German soprano (1861–1926)

Johanna André (30 June 1861 – 23 June 1926) was a German soprano in opera and concert and a voice teacher. A long-term member of the Braunschweig Court Theatre, she appeared at major German opera houses, especially in dramatic roles such as Beethoven's Fidelio, and Wagner's Senta, Isolde and Brünnhilde. She took part in the world premiere of Wagner's Parsifal at the Bayreuth Festival.

== Life ==
Born in Bad Doberan, André was the daughter of the grand ducal court opera singer Anton André, who was a popular member of the Schwerin Court Theatre. After voice training in Berlin, she made her stage debut there as Ännchen in Weber's Der Freischütz at the Kroll Opera in 1875. She then performed at the court theatre in Darmstadt and from 1876 at the Stadttheater Bremen. In 1877, she was engaged by Franz Abt for the court theatre in Braunschweig, where she remained until she retired from the stage in 1906. She became known for dramatic roles by Wagner, including Senta in Der fliegende Holländer, Isolde in Tristan und Isolde, and Brünnhilde in Der Ring des Nibelungen. Other leading roles included Donna Anna in Mozart's Don Giovanni and Pamina in Die Zauberflöte, the title role in Beethoven's Fidelio, and Agathe in Der Freischütz. On 27 November 1887, she took part in the world premiere of Der wilde Jäger by August Schulz in Braunschweig.

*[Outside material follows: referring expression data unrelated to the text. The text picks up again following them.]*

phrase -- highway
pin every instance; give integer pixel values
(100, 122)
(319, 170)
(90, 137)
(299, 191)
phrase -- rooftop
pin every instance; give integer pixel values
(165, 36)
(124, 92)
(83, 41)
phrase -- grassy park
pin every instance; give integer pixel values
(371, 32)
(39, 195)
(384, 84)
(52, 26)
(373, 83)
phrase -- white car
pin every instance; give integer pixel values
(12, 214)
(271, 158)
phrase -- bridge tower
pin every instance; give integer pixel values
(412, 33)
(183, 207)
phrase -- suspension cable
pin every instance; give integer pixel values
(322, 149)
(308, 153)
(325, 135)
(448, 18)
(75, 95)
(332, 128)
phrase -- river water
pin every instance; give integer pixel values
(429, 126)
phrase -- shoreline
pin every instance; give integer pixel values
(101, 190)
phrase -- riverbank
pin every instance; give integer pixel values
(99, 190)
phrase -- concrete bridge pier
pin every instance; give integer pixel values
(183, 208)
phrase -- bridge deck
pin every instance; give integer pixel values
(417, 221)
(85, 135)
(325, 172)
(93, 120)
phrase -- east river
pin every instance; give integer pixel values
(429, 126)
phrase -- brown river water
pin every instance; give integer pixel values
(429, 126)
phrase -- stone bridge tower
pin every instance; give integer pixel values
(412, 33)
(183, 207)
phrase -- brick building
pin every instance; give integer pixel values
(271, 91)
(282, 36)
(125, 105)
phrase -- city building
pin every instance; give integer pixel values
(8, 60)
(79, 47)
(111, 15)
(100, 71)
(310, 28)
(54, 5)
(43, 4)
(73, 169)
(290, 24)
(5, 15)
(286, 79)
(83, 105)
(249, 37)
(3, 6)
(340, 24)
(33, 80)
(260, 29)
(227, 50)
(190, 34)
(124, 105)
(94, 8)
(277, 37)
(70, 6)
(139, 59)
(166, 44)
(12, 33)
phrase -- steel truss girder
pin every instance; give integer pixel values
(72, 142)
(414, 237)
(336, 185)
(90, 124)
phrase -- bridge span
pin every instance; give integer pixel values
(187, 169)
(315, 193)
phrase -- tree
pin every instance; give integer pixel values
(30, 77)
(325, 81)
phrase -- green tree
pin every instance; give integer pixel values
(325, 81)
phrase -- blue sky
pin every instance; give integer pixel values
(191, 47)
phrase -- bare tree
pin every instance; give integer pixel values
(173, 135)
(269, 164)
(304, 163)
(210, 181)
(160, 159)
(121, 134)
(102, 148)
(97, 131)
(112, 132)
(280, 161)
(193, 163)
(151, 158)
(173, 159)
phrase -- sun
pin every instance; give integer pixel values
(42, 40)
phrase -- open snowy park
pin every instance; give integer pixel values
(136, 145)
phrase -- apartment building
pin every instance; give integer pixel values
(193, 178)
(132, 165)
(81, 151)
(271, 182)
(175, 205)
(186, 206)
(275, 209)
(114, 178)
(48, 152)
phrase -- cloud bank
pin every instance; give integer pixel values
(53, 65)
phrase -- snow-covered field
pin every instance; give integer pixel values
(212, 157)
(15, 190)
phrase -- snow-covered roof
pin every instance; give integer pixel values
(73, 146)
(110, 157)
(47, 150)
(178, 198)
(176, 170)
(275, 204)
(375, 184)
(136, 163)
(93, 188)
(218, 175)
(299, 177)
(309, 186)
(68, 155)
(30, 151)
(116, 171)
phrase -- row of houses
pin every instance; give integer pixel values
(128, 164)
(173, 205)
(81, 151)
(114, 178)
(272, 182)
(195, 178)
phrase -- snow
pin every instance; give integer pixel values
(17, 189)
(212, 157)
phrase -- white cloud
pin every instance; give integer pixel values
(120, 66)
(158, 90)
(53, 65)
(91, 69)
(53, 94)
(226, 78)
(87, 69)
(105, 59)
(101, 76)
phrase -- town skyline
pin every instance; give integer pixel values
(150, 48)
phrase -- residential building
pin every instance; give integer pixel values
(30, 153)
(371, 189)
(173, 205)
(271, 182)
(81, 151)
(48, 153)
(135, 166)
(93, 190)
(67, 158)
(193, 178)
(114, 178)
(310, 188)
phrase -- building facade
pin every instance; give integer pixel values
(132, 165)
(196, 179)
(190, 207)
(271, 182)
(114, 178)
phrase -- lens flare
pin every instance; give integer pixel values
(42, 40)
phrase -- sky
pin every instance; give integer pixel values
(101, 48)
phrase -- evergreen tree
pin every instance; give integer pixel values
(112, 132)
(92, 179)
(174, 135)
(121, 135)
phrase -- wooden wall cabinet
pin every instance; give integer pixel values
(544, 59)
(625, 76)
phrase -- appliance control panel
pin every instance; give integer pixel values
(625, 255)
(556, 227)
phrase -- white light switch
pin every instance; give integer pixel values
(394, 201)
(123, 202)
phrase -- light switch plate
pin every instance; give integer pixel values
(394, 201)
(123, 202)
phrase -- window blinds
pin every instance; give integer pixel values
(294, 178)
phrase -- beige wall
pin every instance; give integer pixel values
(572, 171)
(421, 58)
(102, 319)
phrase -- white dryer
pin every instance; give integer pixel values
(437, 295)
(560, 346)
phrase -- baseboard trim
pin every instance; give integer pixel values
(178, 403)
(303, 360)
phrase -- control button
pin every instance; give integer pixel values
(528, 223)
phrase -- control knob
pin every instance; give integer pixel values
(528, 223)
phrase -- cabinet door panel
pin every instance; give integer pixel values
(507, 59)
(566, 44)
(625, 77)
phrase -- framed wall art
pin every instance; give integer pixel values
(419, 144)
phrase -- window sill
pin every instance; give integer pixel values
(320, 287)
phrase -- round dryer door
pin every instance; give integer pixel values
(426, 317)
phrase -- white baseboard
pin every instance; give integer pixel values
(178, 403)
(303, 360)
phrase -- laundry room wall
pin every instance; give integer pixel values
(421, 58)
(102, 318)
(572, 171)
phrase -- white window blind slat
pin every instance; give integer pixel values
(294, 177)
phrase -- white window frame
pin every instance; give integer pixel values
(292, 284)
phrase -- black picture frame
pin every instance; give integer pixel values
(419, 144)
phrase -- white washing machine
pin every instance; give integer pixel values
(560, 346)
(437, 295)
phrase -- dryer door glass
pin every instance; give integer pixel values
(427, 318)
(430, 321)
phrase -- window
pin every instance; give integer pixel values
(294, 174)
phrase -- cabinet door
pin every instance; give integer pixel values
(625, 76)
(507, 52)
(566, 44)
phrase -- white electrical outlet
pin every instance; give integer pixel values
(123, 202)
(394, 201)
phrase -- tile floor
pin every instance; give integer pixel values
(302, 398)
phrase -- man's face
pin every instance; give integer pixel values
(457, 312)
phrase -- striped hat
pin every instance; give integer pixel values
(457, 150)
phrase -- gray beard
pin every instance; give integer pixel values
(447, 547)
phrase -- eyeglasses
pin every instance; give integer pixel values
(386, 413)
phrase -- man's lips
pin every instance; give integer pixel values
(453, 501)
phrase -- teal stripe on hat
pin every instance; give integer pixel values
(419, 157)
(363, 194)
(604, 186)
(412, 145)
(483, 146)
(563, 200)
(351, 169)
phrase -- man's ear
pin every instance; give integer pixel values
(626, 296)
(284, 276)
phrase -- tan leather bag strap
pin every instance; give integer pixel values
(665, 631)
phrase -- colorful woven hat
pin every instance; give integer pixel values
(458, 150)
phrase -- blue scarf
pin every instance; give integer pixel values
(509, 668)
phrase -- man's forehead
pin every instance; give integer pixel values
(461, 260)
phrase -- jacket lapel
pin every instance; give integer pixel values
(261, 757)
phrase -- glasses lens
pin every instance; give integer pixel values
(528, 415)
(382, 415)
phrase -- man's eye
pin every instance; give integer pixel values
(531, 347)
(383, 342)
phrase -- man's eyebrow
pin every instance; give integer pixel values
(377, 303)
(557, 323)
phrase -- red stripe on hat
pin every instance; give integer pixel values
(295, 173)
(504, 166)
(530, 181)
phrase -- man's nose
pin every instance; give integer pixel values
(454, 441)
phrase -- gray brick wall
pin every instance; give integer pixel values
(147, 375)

André sang these roles also as a guest at the Hannover and Kassel court operas, at the Oper Frankfurt and the Oper Leipzig. In 1882, she was invited to participate at the world premiere of Parsifal at the second Bayreuth Festival as one of the Flower Maidens, repeated the two following years.

André was also active as a concert singer and as a singing teacher in Braunschweig, where she died at the age of 64.